After years of neglect and disparagement, Mid-Century Modern design has been become highly fashionable in recent years. While all sorts of newly created products inspired by Mid-Century Modern design are churned out to capitalize on this revived interest, the more important thing is that people are now actively working to preserve examples of Mid-Century Modern architecture.
So
it comes as a bit of a surprise that the City of Napa would choose this time to
plan on demolishing its lovely Mid-Century Modern city hall building. I could
understand them wanting to get rid of it in, say, 1990. But now? Just when so
many people have come around to appreciating the appeal of the design?
Napa’s
City Hall is located on School Street, and someone asked me today if it was
originally built as a school. No, the school that School Street was named after
was far older than that, having been built in 1868-69. Later it became known as
Central School. The old Victorian 2-story school building was demolished in
1923. After some discussion about building a civic auditorium, the city built a
fire station on the property, and later added a flower garden.
California,
and Napa with it, was rapidly growing in population throughout the 1930s and 1940s.
The war effort took many resources, and temporarily stunted some of the civic
growth that would have been expected to occur otherwise. But with the
conclusion of World War II, California development took off.
Growing
Napa was overdue for a larger City Hall at that time. The old city hall
building on Brown Street had been condemned after the 1906 earthquake, but “No
one, in later years, at least, has been able to trace the fate of the condemnation
order. Suffice to say, it was never carried out” (25 July 1952 Napa Register
p. 7). City officials temporarily relocated to the Goodman Library, but
since that was not the use for the building specified in George Goodman’s gift
to the city, they eventually moved backed into the old wreck of a building on
Brown Street (the remains of that building weren’t torn down until after it was
badly damaged again in the 2014 earthquake).
In June
of 1951 construction began on a new city hall building on the site of city’s
flower garden on School Street. The new City Hall was a key item in the city’s
5-year capital improvement plan. The design was provided by Architect Silvio
“Slim” Barovetto (1908-1996) of Davis. The building was to be large enough to accommodate
many different city functions, but also fully modern in appearance and design.

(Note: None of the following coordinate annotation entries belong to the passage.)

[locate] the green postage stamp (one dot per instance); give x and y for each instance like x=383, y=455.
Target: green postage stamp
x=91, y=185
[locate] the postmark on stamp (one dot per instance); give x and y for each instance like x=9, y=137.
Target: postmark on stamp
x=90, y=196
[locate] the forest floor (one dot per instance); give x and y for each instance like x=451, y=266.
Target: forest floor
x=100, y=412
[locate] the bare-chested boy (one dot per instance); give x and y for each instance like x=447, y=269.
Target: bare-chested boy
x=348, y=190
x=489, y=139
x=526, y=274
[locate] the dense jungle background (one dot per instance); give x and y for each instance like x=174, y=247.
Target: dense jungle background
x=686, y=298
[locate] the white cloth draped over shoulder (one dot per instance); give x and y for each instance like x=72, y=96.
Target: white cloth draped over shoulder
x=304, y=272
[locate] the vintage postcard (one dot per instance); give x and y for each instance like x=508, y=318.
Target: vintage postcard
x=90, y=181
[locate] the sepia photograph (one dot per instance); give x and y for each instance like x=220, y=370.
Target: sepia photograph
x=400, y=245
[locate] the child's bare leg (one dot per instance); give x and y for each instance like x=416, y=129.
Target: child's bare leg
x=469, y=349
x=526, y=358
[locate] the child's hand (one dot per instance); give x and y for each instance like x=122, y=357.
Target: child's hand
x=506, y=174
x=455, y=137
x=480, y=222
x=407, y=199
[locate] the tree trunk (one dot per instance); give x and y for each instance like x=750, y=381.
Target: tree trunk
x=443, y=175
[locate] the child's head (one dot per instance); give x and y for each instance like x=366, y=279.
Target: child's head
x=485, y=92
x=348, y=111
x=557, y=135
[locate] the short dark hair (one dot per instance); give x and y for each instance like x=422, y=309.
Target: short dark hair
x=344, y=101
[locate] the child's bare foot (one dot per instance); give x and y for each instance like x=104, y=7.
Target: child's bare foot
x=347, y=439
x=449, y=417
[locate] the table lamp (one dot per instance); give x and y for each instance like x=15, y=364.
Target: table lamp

The building was officially opened in July of 1952, complete with ceremonies
and visiting officials. The new City Hall was all over the Napa Register, making
the front page and 4 full pages inside.
Of
course, Napa’s City Hall is modest in scale, as befitting a city that had a
population of only 13,579 in 1950. Large developments in recent years along
First Street have made that School Street property very valuable. The city leaders
are being fiscally responsible in thinking they could sell that property for a
premium and use the money to build a larger municipal building that could
reunite functions that have been dispersed across multiple sites because of
lack of space.
But
the 1950s are never coming back again, and Napa has only a handful of examples
of high-end Mid-Century Modern architecture. The people of Napa should know and
appreciate just what it is they would be losing before they approve the
demolition of this little gem of a building.